Phil Dunne, partner at AT Kearney, agrees. "MBA graduates with six to eight years of prior work experience are still our core recruits. In my mind, they are worth the price premium over Masters of management graduates, who we deploy in very different roles."
But Lucy Newton, senior lecturer in business history at Henley Business School, believes the Masters versus MBA debate is not comparing like with like. "An MBA is a way to get your foot up the ladder once you've got some business experience behind you. The pre-experience Masters degree is just that – a way of furthering your business education before you get that all-important work experience."
Indeed, GMAC points out that the majority of applicants to Masters in management, accounting and finance are 25-years-old or younger and have far fewer years of work experience than applicants to MBA programmes.
Newton also insists those with good first degrees can still benefit from a pre-experience Masters. "Just this month, we were at a London careers fair for undergraduates. Many of the students were in their second or third year of degrees in the likes of law, history and English and they were looking for a good conversion course to get into business. I think a Masters in business management is a good solution for differentiating themselves in today's marketplace.
"It also gives people a chance to really specialise – there's even a pre-experience Masters in Islamic finance – while other people may choose to do a more generalist Masters."
Even Newton, however, is not prepared to go as far as saying these Masters are the new Bachelors degrees. "I say this because there are excellent business and management Bachelors degrees, with one-year placements, in which students don't need any kind of business conversion course. Indeed, many of these students are getting jobs with the employers they are doing their placements with. After all, if you're good, employers would rather keep you than taking the risk through the selection procedure. When I visited Disney, I was told that their graduate intake was almost entirely filled through students who have done a placement year with them."

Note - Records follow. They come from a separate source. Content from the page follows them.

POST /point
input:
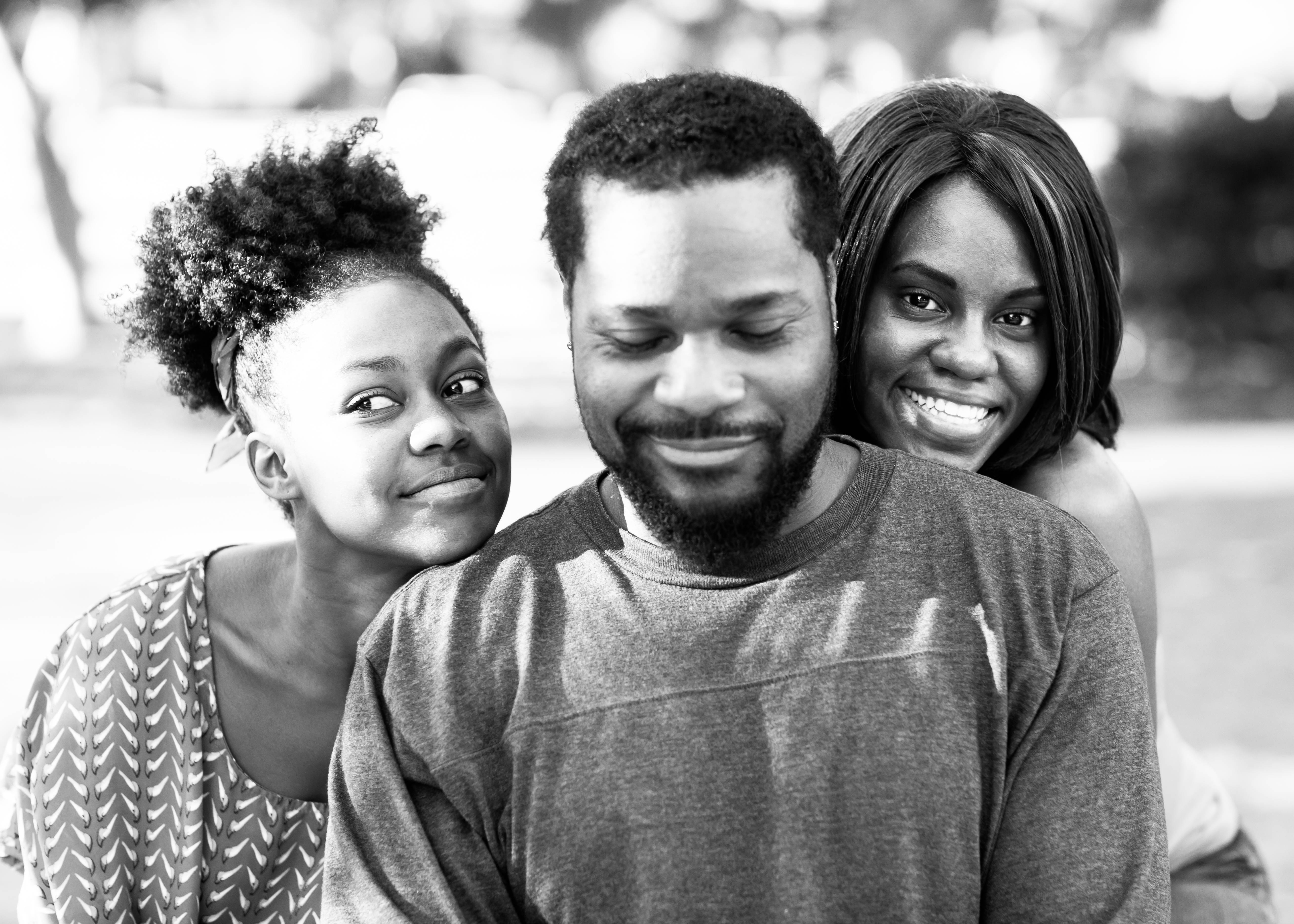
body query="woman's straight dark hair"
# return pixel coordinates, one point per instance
(900, 145)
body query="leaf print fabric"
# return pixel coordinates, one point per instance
(118, 789)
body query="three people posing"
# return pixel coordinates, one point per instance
(748, 672)
(751, 672)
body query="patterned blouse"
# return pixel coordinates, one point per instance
(118, 789)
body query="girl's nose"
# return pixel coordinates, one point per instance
(439, 430)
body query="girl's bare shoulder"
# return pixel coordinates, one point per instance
(1084, 481)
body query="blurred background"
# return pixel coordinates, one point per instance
(1182, 108)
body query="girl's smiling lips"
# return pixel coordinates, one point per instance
(964, 420)
(453, 479)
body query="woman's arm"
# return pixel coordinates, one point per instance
(1084, 481)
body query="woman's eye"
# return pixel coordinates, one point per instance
(464, 386)
(371, 404)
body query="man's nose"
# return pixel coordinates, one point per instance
(966, 350)
(438, 429)
(699, 380)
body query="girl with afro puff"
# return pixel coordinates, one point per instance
(173, 760)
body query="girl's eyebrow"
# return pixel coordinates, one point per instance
(382, 364)
(394, 364)
(945, 280)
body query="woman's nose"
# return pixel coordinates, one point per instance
(966, 351)
(698, 380)
(439, 429)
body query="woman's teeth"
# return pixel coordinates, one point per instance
(971, 412)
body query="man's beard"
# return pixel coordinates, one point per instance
(710, 534)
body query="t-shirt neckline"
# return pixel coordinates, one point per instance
(786, 553)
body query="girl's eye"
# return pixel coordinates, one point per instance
(464, 386)
(637, 346)
(369, 404)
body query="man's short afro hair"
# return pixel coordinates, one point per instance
(677, 131)
(255, 245)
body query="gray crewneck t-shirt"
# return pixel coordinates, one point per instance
(926, 706)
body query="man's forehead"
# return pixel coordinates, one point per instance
(741, 221)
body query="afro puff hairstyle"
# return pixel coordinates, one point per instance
(255, 245)
(686, 129)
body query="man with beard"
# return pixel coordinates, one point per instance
(750, 672)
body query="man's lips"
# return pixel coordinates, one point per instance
(703, 453)
(464, 477)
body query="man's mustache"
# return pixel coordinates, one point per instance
(695, 428)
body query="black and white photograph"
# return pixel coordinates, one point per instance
(646, 461)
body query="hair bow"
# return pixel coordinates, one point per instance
(228, 442)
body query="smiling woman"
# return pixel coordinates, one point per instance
(192, 713)
(980, 324)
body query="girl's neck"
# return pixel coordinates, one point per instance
(298, 609)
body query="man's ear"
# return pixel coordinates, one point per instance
(831, 285)
(270, 468)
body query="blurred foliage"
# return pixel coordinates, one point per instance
(1205, 210)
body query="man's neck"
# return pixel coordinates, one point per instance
(831, 474)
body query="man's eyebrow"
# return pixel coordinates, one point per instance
(746, 303)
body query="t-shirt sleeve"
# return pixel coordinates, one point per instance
(1081, 838)
(399, 851)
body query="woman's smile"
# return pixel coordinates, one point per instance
(935, 420)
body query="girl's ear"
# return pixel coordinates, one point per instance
(831, 287)
(270, 468)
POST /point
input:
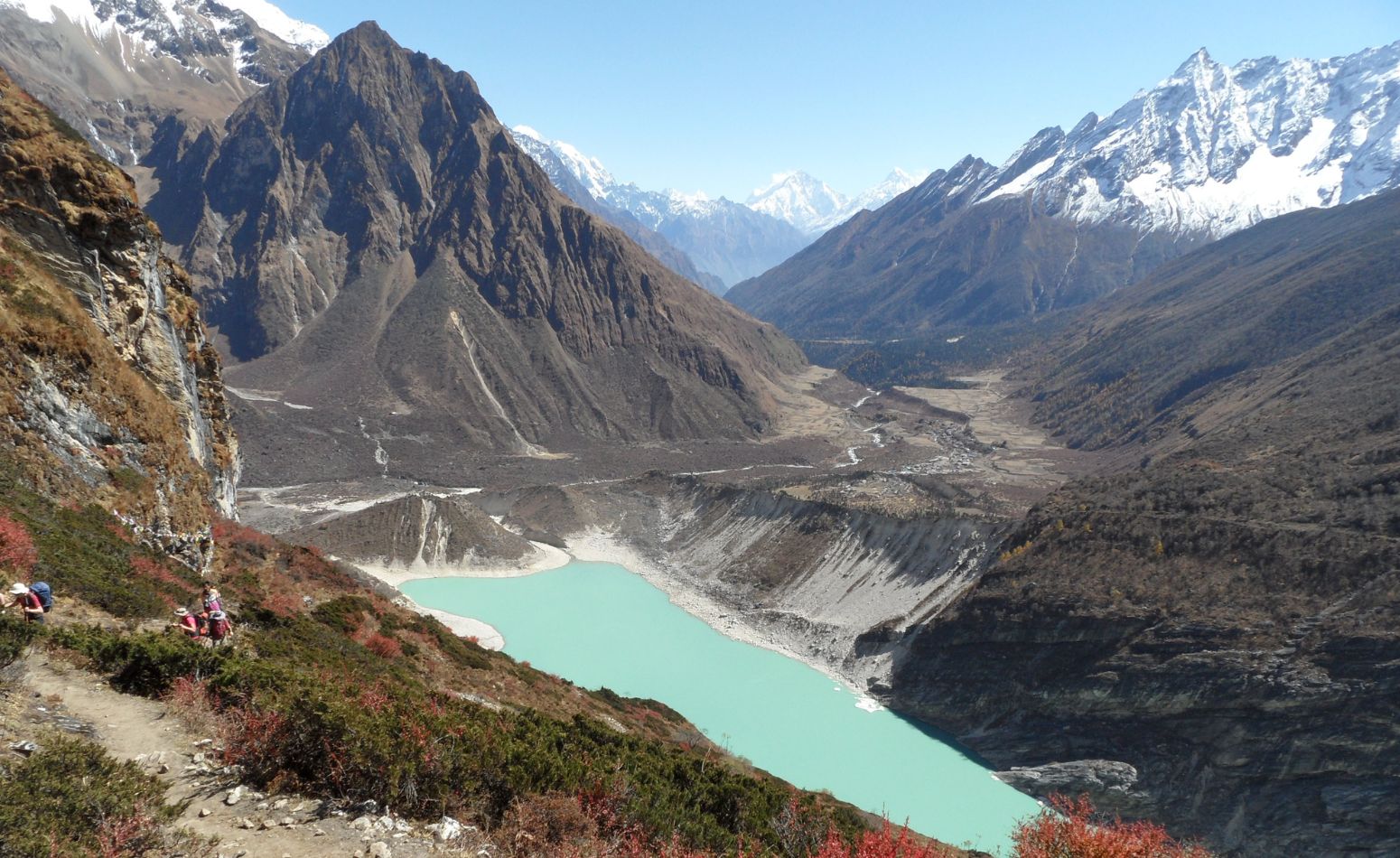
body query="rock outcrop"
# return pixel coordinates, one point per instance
(127, 73)
(109, 385)
(417, 532)
(1222, 615)
(1076, 214)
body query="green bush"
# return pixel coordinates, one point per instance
(84, 553)
(70, 798)
(142, 664)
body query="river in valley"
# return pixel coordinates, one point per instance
(598, 624)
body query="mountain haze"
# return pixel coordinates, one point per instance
(373, 239)
(724, 239)
(1073, 216)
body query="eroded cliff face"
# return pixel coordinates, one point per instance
(109, 391)
(832, 584)
(425, 532)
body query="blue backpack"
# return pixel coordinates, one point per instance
(45, 593)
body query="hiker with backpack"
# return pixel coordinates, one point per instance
(33, 601)
(188, 623)
(220, 628)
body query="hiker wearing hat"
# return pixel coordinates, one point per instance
(28, 602)
(188, 623)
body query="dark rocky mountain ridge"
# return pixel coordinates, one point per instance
(371, 236)
(1076, 214)
(1221, 615)
(109, 391)
(132, 73)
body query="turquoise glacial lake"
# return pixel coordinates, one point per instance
(600, 624)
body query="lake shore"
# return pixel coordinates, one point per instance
(546, 557)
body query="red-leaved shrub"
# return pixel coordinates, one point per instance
(1071, 830)
(17, 550)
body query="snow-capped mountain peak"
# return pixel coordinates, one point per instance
(154, 23)
(1214, 149)
(798, 199)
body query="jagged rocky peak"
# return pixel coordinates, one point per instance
(1214, 149)
(374, 242)
(111, 391)
(121, 69)
(1069, 217)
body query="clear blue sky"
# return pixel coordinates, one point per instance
(715, 96)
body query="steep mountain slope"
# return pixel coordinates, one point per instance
(724, 239)
(374, 237)
(108, 388)
(119, 70)
(1221, 616)
(798, 199)
(1071, 216)
(565, 178)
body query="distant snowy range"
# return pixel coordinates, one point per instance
(720, 241)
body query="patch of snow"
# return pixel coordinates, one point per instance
(280, 24)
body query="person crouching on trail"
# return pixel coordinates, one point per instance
(28, 602)
(188, 623)
(219, 628)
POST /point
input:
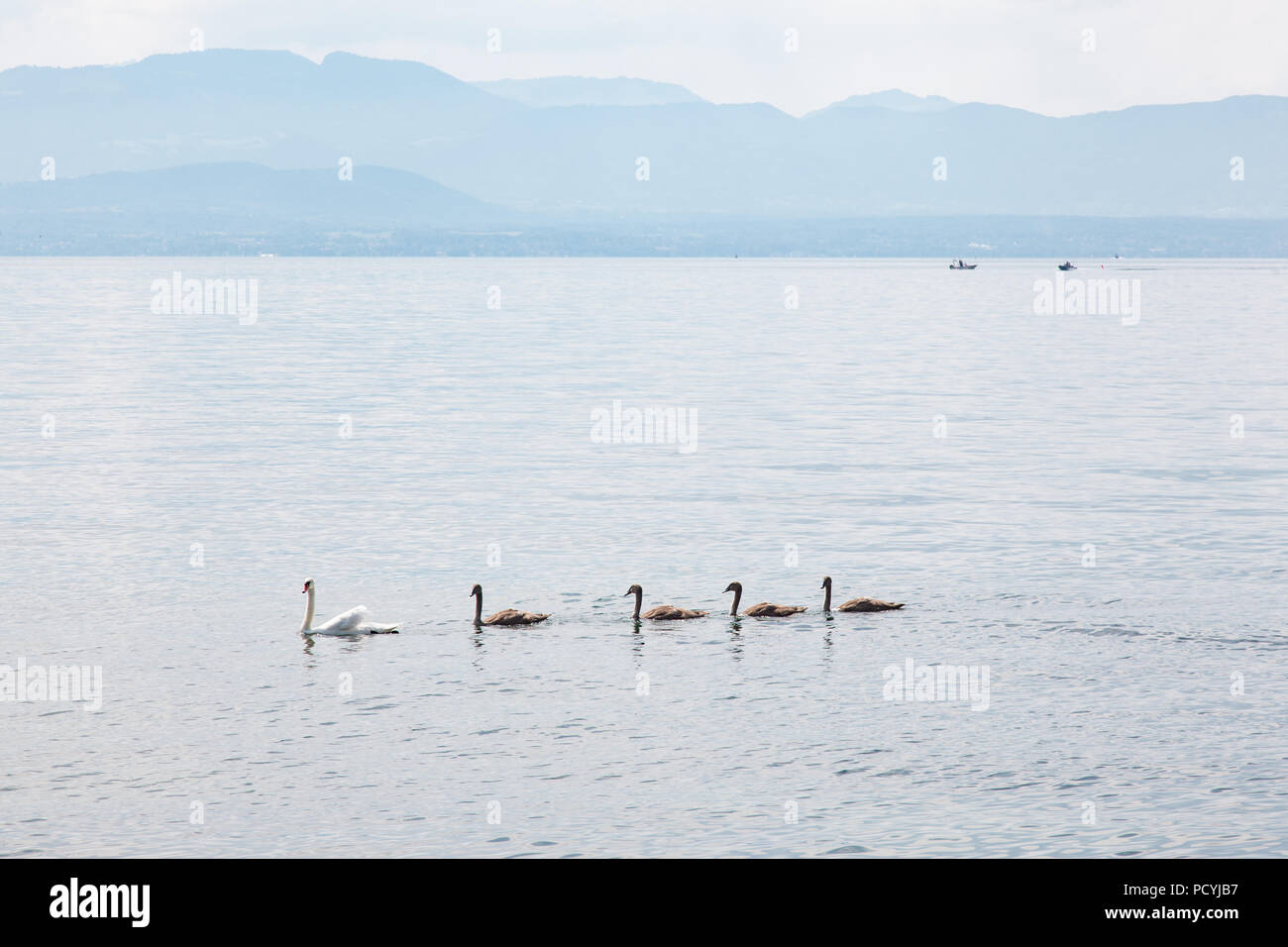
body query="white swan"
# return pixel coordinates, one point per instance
(356, 621)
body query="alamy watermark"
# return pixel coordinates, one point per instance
(1078, 296)
(648, 425)
(179, 296)
(912, 682)
(59, 684)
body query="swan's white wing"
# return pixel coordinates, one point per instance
(346, 622)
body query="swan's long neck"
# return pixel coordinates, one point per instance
(308, 612)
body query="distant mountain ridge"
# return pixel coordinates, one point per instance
(876, 157)
(897, 101)
(554, 91)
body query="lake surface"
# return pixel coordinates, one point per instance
(1087, 508)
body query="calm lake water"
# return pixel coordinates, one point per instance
(1091, 513)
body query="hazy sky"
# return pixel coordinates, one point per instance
(1012, 52)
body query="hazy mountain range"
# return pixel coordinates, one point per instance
(563, 154)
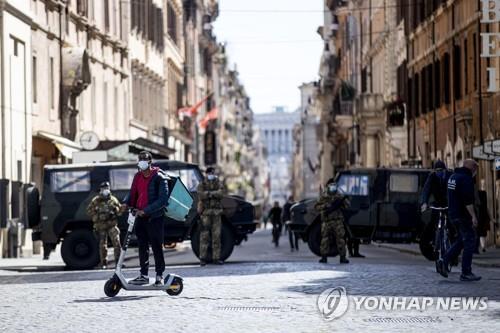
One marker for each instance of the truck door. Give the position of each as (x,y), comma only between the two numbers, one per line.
(357,187)
(399,215)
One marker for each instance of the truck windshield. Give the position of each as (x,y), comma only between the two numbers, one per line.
(121,179)
(354,184)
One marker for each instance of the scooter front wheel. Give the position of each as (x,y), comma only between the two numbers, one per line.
(112,287)
(175,288)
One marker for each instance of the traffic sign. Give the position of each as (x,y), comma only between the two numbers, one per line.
(489,148)
(496,146)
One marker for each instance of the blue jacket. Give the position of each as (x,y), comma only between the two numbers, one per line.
(157,195)
(460,194)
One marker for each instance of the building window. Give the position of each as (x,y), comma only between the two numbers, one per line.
(51,83)
(106,15)
(82,7)
(172,23)
(34,80)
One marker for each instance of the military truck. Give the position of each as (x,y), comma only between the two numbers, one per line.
(384,207)
(59,213)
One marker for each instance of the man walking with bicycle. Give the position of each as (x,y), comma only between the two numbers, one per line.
(462,215)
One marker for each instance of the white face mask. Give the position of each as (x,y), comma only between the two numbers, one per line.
(143,165)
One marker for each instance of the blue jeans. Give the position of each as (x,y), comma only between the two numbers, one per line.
(466,240)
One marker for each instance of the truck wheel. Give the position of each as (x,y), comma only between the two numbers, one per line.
(33,206)
(80,249)
(227,243)
(314,241)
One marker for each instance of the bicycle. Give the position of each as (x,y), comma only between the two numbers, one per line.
(442,241)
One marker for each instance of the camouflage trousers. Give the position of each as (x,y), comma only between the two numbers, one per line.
(328,229)
(114,234)
(210,233)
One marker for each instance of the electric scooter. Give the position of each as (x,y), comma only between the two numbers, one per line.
(173,284)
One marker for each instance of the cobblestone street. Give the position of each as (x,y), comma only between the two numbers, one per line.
(247,296)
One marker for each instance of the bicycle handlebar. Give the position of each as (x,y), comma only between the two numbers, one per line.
(438,208)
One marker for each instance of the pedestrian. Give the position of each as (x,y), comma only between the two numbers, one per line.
(104,210)
(462,215)
(275,216)
(149,196)
(286,220)
(330,205)
(484,219)
(210,192)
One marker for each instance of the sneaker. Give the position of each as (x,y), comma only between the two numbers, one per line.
(441,268)
(159,280)
(140,280)
(469,277)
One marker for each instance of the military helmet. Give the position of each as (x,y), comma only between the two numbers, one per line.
(145,156)
(104,185)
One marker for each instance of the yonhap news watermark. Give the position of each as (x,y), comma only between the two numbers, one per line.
(335,302)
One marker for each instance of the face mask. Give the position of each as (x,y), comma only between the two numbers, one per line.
(143,165)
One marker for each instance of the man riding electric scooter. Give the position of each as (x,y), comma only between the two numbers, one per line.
(149,195)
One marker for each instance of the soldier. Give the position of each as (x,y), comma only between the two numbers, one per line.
(104,210)
(330,205)
(210,193)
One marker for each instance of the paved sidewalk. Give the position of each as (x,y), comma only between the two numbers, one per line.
(490,258)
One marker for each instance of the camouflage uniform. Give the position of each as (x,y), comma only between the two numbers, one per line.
(209,196)
(104,213)
(332,222)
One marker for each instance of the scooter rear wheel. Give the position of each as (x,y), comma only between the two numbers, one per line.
(175,288)
(112,287)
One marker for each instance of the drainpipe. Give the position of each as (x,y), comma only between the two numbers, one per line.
(481,137)
(2,78)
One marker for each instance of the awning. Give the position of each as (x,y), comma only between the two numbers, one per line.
(154,148)
(64,145)
(128,150)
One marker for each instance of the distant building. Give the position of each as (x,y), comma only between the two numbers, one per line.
(276,131)
(305,161)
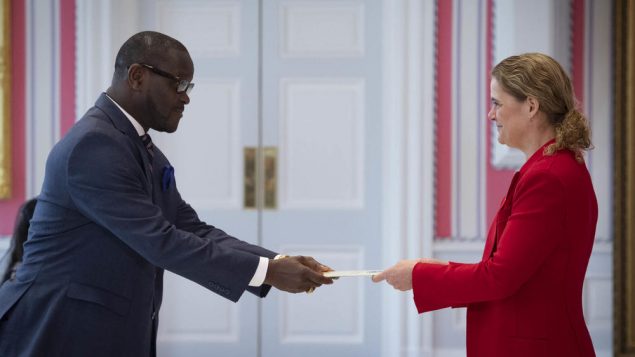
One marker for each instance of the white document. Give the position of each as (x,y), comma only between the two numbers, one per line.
(341,273)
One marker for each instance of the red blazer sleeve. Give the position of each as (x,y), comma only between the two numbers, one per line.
(534,228)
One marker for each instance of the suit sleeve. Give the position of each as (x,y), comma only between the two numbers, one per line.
(188,220)
(532,232)
(108,185)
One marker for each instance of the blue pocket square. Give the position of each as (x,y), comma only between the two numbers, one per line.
(168,177)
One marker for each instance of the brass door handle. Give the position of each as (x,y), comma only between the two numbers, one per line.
(260,178)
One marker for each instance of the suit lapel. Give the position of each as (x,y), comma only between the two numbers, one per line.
(121,122)
(500,220)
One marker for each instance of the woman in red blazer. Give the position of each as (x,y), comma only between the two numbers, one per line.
(524,298)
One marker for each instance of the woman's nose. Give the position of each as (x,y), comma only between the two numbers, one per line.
(491,115)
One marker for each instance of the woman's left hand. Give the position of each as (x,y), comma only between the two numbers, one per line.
(400,274)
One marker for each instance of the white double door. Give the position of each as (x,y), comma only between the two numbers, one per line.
(304,78)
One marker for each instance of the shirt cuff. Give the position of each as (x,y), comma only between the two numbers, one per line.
(261,272)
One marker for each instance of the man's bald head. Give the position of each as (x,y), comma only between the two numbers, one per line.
(148,47)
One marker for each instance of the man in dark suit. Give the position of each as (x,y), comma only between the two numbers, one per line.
(109,220)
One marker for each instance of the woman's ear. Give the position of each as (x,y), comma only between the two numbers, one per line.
(533,106)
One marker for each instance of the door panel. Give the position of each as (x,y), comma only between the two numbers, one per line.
(318,79)
(207,153)
(321,74)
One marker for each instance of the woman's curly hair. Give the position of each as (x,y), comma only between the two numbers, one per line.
(540,76)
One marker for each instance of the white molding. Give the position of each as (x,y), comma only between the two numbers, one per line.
(101,28)
(42,89)
(289,10)
(408,159)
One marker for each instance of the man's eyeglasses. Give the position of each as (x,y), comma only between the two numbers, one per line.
(183,85)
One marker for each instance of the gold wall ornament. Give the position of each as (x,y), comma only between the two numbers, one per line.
(624,179)
(260,178)
(5,100)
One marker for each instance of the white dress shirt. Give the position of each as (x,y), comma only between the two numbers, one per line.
(263,264)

If you are considering a pre-experience business Masters, Newton's advice is to consider not only your employability, but areas of business you feel passionately about. "I see so many students who think purely about employability, but the topics covered have got to light your candle both in the short and long term. These courses not only last a whole year, but are intensive and in any case, it's no good studying something that might help further your career, but which you come to eventually realise you don't really want a career in anyway."